TMEM65 promotes TNBC stemness and cisplatin resistance both in vitro and in vivo. A, B) TNBC cells with ectopic expression (A) or knockdown (B) of TMEM65 were subjected to immunoblotting assays to detect the protein levels of SERPINB3 and putative CSC markers. C) MDA‐231 and BT549 cells stably expressing pCDH, Flag‐TMEM65, and shSERPINB3 alone or in combination were subjected to immunoblotting assays to detect the protein levels of SERPINB3 and putative CSC markers. D, E) TNBC cells with ectopic expression (D) or knockdown (E) of TMEM65 were subjected to ALDEFLUOR assays to detect the proportion of the putative CSC marker ALDH1‐positive cells.
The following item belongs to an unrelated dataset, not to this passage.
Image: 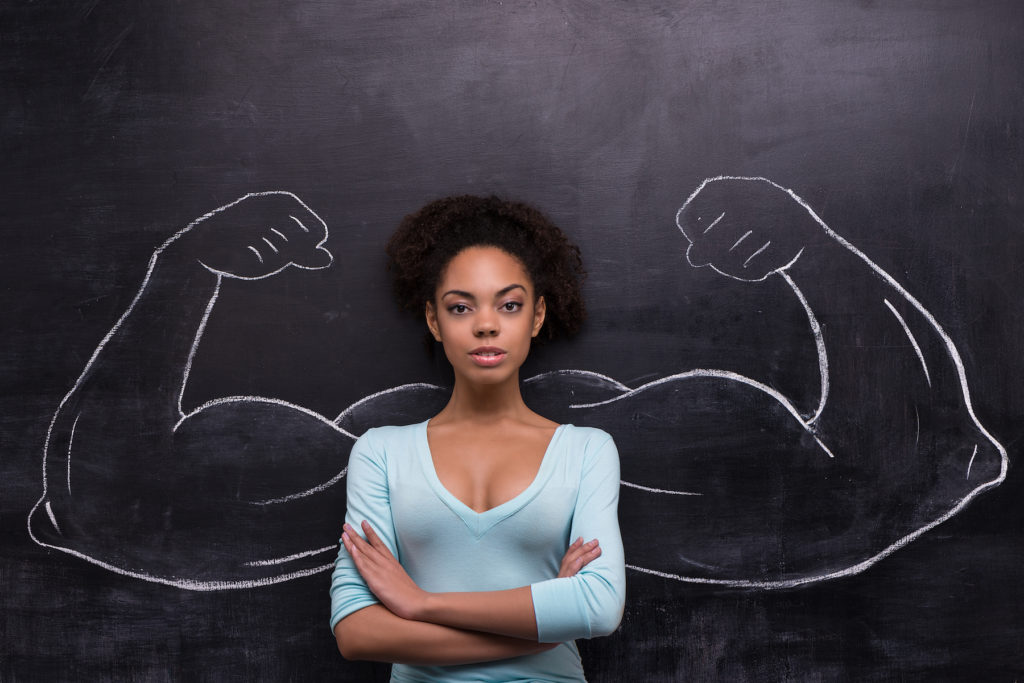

F, G) MDA‐231 and BT549T cells with ectopic expression of TMEM65 alone (F) or in combination with knockdown of SERPINB3 (G) were subjected to mammosphere assays to detect the sphere formation ability. H) SUM159PT and Hs578T cells with knockdown of TMEM65 were subjected to mammosphere assays to detect the sphere formation ability. I, J) SUM159PT cells stably expressing shNC and shTMEM65 were subjected to in vivo limiting dilution transplantation assays. The frequency of breast CSCs was calculated based on the positive tumor sites per group using ELDA (extreme limiting dilution analysis) software (http://bioinf.wehi.edu.au/software/elda/). K–M) SUM159PT cells stably expressing shNC and shTMEM65 were inoculated into the mammary fat pads of 6‐week‐old BALB/c female nude mice. After 15 days of injection, DMSO or cisplatin (3 mg kg⁻¹) was administered to mice by intraperitoneal injection twice a week for 2 weeks. Tumor growth rates, the images of the collected xenograft tumors, and tumor weight are shown in K–M, respectively.